Neither is LDP secretary-general Toshimitsu Motegi, a former foreign minister, who stressed on Tuesday that there is "no relationship" between party and church.
"I would like to warn each and every LDP parliamentarian to be vigilant and cautious about their relationships with organisations that have been pointed out as having social problems," he told reporters.
He did not say if the LDP will launch an internal probe of its lawmakers' links with the religious group, which has been described as a cult in several countries.
Mr Abe's late grandfather Nobusuke Kishi, a former prime minister who led from 1957 to 1960, was said to be close to Unification Church founder and self-proclaimed messiah Moon Sun-myung.

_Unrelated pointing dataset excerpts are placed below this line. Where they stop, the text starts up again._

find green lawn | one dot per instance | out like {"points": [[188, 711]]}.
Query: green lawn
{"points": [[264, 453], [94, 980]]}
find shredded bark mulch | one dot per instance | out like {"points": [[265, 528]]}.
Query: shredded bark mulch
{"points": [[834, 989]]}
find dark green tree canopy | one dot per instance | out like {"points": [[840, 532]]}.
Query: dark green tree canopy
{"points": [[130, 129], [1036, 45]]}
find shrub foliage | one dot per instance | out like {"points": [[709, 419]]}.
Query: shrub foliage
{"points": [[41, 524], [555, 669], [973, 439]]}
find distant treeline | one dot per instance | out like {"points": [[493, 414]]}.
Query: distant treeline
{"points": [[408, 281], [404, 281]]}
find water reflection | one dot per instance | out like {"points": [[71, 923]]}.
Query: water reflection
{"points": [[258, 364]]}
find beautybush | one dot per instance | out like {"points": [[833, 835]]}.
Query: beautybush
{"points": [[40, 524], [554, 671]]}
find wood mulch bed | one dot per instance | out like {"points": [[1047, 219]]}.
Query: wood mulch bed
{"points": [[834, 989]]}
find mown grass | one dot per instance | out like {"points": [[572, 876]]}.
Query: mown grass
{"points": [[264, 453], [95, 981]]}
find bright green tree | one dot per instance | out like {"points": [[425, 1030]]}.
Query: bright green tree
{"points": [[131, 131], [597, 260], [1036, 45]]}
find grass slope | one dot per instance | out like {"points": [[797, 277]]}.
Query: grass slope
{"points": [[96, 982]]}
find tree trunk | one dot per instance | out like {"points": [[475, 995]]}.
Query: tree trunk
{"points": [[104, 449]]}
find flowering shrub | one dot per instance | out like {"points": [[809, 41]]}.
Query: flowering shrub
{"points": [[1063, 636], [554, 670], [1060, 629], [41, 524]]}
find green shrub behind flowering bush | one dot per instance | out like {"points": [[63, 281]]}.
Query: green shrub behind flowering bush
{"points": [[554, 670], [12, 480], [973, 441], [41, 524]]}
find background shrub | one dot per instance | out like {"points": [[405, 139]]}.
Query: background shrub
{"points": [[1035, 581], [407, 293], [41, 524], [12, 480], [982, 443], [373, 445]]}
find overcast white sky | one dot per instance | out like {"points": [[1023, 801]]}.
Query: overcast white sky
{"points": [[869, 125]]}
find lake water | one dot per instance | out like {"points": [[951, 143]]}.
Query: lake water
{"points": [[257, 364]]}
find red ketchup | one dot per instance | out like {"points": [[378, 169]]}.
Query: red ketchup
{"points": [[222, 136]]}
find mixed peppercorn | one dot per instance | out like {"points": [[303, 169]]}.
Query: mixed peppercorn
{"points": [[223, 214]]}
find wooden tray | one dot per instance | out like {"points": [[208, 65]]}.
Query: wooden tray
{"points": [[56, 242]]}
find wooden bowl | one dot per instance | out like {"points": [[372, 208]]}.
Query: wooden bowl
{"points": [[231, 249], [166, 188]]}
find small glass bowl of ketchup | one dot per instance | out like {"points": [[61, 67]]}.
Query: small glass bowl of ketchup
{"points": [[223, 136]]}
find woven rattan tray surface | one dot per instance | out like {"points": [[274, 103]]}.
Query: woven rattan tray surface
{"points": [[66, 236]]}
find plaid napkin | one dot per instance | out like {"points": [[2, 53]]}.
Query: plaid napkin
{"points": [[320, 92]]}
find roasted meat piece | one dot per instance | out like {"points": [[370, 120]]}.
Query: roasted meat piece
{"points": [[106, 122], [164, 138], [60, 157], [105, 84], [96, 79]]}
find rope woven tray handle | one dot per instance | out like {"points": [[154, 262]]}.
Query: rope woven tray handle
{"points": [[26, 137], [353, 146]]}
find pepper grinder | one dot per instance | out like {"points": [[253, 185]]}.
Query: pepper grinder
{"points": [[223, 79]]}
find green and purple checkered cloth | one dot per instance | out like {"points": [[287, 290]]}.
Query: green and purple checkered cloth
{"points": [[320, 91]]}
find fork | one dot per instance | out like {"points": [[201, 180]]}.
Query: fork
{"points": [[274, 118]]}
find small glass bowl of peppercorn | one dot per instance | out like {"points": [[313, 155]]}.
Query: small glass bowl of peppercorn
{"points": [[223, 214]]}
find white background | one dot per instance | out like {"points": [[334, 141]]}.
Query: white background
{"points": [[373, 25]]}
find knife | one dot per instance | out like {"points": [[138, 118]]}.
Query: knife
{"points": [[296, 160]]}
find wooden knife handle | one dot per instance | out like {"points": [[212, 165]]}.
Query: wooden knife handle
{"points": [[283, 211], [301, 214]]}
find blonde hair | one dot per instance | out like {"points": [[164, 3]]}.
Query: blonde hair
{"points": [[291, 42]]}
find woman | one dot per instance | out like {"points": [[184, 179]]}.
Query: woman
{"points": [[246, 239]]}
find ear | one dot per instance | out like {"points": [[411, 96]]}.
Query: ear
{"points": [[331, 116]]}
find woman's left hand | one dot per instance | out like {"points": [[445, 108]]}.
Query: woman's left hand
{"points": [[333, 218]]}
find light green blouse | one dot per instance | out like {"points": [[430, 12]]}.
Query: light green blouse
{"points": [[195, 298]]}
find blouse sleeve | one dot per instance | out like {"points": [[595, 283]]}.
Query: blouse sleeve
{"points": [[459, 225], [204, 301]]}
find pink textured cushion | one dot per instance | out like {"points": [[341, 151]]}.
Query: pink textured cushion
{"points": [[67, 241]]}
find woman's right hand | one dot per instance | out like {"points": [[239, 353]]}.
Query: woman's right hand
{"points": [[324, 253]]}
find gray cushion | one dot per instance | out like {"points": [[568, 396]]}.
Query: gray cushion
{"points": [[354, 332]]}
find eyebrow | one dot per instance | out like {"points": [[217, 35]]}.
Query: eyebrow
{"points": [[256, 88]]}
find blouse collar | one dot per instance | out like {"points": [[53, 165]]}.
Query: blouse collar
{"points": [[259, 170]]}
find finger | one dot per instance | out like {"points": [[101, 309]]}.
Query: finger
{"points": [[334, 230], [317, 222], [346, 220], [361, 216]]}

The Japan chapter of the church was established in 1959, and Mr Kishi was photographed several times with Reverend Moon.
The church headquarters was at one point located next to Mr Kishi's residence in Tokyo.
At the time, leftist pro-communist forces were rife in Japan and the LDP had regarded the Unification Church as a kindred spirit with which it shared political ideologies.
However, since the 1980s, social issues have clouded the image of the church, which has been accused of hard-sell tactics that led to more than 30 civil lawsuits.
The National Network of Lawyers Against Spiritual Sales said it has been consulted over financial damages of at least 123.7 billion yen (S$1.26 billion) in the past 35 years ending 2021.
Today, the group claims to have about 600,000 followers in Japan, which reportedly accounts for at least 70 per cent of its donations.
In recent years, the Unification Church has been close to right-leaning members of the LDP - in particular the Seiwakai faction that was led by Mr Abe.
Other politicians who have been connected to the Unification Church include LDP Upper House lawmaker Yoshiyuki Inoue, who told Kyodo News that he was an "informal member but not a religious follower of the church".
Mr Inoue, who was political affairs secretary to Mr Abe from 2006 to 2007, said the group had approved of his legislative policy ideas.
Education Minister Shinsuke Suematsu, who is a member of the Seiwakai, said church members had bought 40,000 yen worth of tickets at his fund-raising parties in 2020 and 2021, though he denied extending any favours.
Reports have also emerged of politicians from opposition parties, such as the Constitutional Democratic Party of Japan, the Nippon Ishin no Kai (Japan Innovation Party) and the Democratic Party for the People, having links to the church.
Experts describe the Unification Church as a "black hole" in Japanese politics, a taboo that few political scientists have done serious research into and one that journalists shy away from discussing publicly.
"Religious groups provide politicians with supporters who never free-ride nor betray," said Dr Sota Kato, a research director at The Tokyo Foundation for Policy Research think-tank.
"Yet the average Japanese voter is sceptical of cult religions. Politicians want to keep relations with religions under the table... while religious groups disguise themselves as political groups," he added.
He pointed to how the Japanese arm of the International Federation For Victory Over Communism, which is supporting the LDP's push for constitutional revision, is connected to the Unification Church.
Reverend Tomihiro Tanaka, who leads the church's Japan branch, said this month: "No money has moved from the LDP to this entity, or from this entity to the LDP."
Yet political scientist Mikitaka Masuyama of the Tokyo-based National Graduate Institute for Policy Studies told The Straits Times that volunteer work, unlike political donations that must be reported by law, are not regulated.
This appears to have given rise to a quid pro quo, he said, with well-known politicians giving the Unification Church some form of legitimacy through event appearances that, in turn, can be seen as endorsements of the church that may help to attract new followers.
Dr Toru Yoshida, a political professor at Doshisha University in Kyoto, said the growing number of independent, unaffiliated voters is one reason behind the increasing reliance of politicians on organisations and associations to "mobilise money and votes".
He said that how close the LDP is to the Unification Church "stays an open question", though he noted that the church has "become a time bomb".